We recommend that our customers set up their label design by making their first print on a plain white piece of paper. Place the printout over 1 sheet of labels and hold up to the light. You can then verify that all of your text and graphics fall within the template perimeters.
If all labels appear "squished" in one or more direction, be sure that the "Scale to Paper Size" setting is set to "No Scaling." Your labels may very well be perfectly aligned on the screen, but your printer plays by its own set of rules and will often times ignore template inputs unless set otherwise.

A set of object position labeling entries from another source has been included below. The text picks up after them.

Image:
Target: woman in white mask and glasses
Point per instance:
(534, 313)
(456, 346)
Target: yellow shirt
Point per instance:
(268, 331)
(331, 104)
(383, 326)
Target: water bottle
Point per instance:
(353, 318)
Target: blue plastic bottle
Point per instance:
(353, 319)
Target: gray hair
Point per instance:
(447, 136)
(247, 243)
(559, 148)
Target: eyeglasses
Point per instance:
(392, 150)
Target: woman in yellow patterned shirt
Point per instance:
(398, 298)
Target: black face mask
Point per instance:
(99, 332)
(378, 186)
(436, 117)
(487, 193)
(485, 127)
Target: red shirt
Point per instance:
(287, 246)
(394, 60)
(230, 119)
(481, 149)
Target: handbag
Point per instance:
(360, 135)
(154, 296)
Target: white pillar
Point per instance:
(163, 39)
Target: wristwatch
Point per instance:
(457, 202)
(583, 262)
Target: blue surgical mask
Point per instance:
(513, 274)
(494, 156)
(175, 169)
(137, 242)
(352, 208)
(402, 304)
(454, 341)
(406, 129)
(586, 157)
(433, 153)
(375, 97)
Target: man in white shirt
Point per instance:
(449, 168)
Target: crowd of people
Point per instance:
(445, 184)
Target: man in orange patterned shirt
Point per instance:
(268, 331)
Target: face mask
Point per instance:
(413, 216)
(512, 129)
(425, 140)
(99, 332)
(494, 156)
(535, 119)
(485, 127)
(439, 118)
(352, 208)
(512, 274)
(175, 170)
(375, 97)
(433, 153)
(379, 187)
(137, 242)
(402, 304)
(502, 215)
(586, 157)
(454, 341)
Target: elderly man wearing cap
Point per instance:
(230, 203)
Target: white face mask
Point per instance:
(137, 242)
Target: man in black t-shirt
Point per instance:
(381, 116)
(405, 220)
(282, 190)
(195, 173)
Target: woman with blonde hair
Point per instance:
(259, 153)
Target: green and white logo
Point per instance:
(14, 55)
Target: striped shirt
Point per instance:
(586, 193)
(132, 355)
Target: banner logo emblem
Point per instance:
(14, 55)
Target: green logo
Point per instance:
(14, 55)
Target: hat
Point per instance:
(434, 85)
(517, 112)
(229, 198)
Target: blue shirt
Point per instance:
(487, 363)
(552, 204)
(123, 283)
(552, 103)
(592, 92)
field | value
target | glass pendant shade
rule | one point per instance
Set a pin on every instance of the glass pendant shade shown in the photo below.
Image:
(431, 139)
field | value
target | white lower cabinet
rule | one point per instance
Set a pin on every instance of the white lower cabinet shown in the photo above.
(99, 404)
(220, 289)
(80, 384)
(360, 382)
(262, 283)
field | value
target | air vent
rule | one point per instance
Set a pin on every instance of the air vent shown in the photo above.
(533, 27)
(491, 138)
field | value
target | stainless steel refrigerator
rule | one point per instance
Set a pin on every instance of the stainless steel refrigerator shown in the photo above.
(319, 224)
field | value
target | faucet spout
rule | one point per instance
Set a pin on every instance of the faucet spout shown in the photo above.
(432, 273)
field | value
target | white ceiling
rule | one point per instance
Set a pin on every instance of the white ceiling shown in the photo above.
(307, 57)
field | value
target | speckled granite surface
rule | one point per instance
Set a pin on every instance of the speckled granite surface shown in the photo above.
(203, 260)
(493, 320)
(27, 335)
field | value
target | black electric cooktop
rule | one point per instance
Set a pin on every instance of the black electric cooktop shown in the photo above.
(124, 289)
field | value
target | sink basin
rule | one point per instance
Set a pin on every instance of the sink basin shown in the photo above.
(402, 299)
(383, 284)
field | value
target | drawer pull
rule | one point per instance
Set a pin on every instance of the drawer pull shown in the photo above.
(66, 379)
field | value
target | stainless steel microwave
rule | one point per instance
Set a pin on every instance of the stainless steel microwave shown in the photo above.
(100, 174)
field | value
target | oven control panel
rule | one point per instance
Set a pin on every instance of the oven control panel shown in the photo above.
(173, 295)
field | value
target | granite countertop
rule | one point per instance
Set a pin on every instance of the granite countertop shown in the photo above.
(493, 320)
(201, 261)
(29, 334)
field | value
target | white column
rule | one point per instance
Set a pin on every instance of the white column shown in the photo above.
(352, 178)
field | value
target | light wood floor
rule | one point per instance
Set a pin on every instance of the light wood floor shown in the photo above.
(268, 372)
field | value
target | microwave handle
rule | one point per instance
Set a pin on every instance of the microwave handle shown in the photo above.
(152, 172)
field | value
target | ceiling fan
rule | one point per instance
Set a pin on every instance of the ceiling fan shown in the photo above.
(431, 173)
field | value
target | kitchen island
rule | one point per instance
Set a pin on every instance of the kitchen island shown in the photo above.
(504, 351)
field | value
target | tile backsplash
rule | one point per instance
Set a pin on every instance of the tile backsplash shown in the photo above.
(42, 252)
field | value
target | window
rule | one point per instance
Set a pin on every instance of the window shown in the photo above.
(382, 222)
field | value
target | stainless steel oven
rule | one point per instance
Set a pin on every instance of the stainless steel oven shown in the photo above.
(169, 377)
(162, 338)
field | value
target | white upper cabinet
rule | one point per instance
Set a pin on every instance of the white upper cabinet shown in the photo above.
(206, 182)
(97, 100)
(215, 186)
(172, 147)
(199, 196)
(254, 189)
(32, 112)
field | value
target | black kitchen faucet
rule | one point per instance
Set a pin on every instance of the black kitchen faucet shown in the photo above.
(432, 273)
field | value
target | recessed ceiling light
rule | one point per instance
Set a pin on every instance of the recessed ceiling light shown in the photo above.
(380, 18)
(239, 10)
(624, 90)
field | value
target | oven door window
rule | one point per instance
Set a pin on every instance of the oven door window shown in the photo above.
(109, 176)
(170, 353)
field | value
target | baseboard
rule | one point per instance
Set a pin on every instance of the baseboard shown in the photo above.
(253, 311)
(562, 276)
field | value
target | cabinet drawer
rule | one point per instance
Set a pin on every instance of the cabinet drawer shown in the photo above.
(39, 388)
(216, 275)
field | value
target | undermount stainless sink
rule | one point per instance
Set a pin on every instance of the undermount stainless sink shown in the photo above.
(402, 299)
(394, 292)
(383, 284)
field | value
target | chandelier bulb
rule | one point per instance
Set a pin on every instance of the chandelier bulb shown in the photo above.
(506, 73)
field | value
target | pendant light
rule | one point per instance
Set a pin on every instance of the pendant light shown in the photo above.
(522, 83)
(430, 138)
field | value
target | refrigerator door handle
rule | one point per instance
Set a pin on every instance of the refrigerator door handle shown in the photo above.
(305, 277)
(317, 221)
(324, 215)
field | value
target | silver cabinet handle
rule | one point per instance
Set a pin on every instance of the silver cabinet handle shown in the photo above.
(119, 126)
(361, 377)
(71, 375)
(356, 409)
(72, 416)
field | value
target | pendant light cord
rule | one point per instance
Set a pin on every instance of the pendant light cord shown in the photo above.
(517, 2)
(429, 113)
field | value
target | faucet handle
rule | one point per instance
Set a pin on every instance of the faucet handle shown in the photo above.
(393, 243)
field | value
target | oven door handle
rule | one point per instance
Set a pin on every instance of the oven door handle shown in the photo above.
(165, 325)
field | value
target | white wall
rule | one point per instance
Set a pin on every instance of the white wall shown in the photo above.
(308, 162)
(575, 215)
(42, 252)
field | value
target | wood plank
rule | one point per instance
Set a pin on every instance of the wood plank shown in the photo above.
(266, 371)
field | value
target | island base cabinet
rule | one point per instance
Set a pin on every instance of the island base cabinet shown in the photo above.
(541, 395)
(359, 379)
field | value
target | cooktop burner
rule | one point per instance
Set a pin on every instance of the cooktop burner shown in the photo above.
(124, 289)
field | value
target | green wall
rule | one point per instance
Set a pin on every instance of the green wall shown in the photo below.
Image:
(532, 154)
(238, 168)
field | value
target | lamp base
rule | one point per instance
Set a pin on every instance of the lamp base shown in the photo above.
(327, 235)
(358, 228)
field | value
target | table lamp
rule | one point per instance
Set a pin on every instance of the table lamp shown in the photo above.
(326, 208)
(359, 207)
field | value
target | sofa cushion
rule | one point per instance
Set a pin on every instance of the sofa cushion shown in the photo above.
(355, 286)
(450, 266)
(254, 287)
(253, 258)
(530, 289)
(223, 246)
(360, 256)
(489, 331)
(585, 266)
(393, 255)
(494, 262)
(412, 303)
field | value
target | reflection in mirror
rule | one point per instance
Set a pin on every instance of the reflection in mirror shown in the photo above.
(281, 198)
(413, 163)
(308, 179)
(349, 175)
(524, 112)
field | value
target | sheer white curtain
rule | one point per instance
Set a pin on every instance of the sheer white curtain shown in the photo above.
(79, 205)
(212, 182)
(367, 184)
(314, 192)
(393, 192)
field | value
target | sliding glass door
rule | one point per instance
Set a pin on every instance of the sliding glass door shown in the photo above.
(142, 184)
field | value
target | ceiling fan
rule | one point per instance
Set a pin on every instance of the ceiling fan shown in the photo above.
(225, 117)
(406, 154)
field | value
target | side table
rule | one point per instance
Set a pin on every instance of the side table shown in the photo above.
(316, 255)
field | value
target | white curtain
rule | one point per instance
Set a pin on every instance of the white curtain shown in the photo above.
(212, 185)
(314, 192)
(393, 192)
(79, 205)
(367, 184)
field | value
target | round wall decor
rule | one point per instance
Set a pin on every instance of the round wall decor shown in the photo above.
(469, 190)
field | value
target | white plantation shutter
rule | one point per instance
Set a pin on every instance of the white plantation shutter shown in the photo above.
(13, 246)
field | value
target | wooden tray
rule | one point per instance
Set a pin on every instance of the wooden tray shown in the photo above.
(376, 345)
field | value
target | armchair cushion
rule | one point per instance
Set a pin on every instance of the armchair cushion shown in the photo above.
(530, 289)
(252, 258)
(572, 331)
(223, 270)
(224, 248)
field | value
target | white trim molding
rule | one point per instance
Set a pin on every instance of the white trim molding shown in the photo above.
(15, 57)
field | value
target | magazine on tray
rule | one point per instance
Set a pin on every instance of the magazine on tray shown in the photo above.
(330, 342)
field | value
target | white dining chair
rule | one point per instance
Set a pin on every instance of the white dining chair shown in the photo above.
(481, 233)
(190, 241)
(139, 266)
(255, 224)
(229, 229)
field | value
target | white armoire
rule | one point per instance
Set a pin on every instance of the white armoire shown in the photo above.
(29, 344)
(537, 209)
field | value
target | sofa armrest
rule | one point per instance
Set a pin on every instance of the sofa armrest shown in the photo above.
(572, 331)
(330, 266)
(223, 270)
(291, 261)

The MS Word templates do not include a visual die line, so depending on your individual settings the page may appear blank. To adjust your settings to allow for grid lines to be viewed please see our blog post here which includes step by step instructions for adjusting your MS Word settings.
MS Word does a lot of things well, but one thing it does not do is allow for editable non-linear objects. This means that a 1" x 2" label will appear as a 1" x 2" rectangle, leaving it up to the user to adjust text and artwork to account for rounded edges. This will likely require some trial, error & adjustment to get them just right.
Most computers nowadays come equipped with Adobe Acrobat Reader which allows the user to open and view PDF documents. What this program will not allow you to do with a standard PDF template is make text and image inputs. We have options to use editable PDF templates in Acrobat reader but edibility is very limited, and in most cases we recommend use of the MS Word templates for this type of user.
The templates will work using MS Works version 6.0, and will not work using previous versions.
Avoid using a stroke or outline to match the border of your labels if possible. Again, your template and artwork may be perfect, but that doesn't account for tolerances your individual printer. If the printer is just 1/64" off, the label outline can go from stunning onscreen to destroying the visual symmetry of the printed be. Matching a stroke/outline in your artwork to the label die line on a blank label sheet can be frustrating for even the most experienced graphic designer.
If at all possible use high resolution artwork 300dpi or greater to produce crisp clean graphic elements.